上擦った声で抵抗を見せたが効果は無し、其れ何処とか更に相手の興味を煽ってしまったようで、式部は心の中でかなり焦っていた。

 すると突然、ふわりと音が付きそうな優しい触れ方で肩を抱かれた。


「探したよ」


声も、その物に香りがあるように美しく綺麗で、彼女は聞き入ってします。


「誰だ君は」

「この子の連れさ。悪いが君たち、少し散歩してきてくれないかい」


険悪な声を衛兵は出したが、彼女に触れてきた男性が指をまるで指揮棒のように振ると其れに操られるように彼女がやって来た道の方に、声と動きが合っていないまま歩いて行った。


「許してあげなさい。気は善い連中だから。……行先はどこかな、私が送ってさしあげよう」

「え、あの、帝の店に行くだけですから」


そういうと彼は、自分の口に指を当てて「しーっ」と息を漏らす。


「静かに、追われているんだ。」


そして式部を助けた、黒に近い茶色の蓬髪の男性は彼女を連れて歩き始める。彼女に合わせるように歩きながらも何処か早く歩いていると、二人の後ろからなにやら怪しい音と気配を感じ始める。


「ごめん、巻き込んじゃったね」


式部は少し後ろを確認してしまう。自分たちの後ろには黒い人とは思えないような動く物質が追ってきていた。先ほどとはまた違う恐怖で式部は男性にしがみ付く。彼は気にすることなく、足を速め幾度も曲がり角を曲がるが、途中で行き止まりが見えた。男性は足を止める事も、引き返すことも無く、云う。


「其のまま――」


跳躍するように足を踏み込むと式部は男性ごと一緒に宙に浮いた。

 男性は慣れたように空を歩き、驚いている式部に指示を出す。


「足を出して、歩き続けて」


足を云われた通り普通に歩くように動かすと、空にある見えない床を歩いているようにすらすらと歩き始める。

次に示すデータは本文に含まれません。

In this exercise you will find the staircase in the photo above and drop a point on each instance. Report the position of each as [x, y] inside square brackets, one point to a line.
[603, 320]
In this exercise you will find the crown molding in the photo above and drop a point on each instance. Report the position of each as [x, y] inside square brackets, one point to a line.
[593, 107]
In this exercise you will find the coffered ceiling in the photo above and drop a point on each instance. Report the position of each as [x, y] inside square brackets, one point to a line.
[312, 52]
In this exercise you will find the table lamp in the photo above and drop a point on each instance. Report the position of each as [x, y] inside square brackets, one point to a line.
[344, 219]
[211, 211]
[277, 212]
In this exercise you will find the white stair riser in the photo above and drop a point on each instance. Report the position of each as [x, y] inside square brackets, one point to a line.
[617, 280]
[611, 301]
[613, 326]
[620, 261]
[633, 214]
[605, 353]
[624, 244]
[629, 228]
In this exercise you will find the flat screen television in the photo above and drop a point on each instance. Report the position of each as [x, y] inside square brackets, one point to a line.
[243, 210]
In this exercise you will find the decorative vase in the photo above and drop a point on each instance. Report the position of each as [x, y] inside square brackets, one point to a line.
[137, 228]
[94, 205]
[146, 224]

 男性は式部の手を握り、後ろから支え、ダンスのように軽やかに式部をリードしていく。

 踊るように歩いていくと人の多い大通りに出る。下の広場では沢山の人たちがダンスをしていた。其れを上から見ていると彼女はなんだか楽しく思えて、少し頬を染めて微笑んだ。すると男性も端正な顔を少し緩める。


「上手だ」


お互いは見つめ合いまた微笑む。

 そうしていると、時は一瞬で目的地に到着した。男性は彼女を店のベランダに下した。式部が床に足をつけるまでしっかりと手を繋ぎ、彼女が下りた事を確認すると、するりと滑らせるようにして手を離した。


「私は奴らを引き付けておく、君は少し後で出なさい」

「はい」

「いい子だね」


ベランダの手すりに立っていた男性は其のままなんの躊躇いも無く、其のまま落ちて行く。

 式部は驚いて下を覗いたが下には踊っている人たちしかいなかった。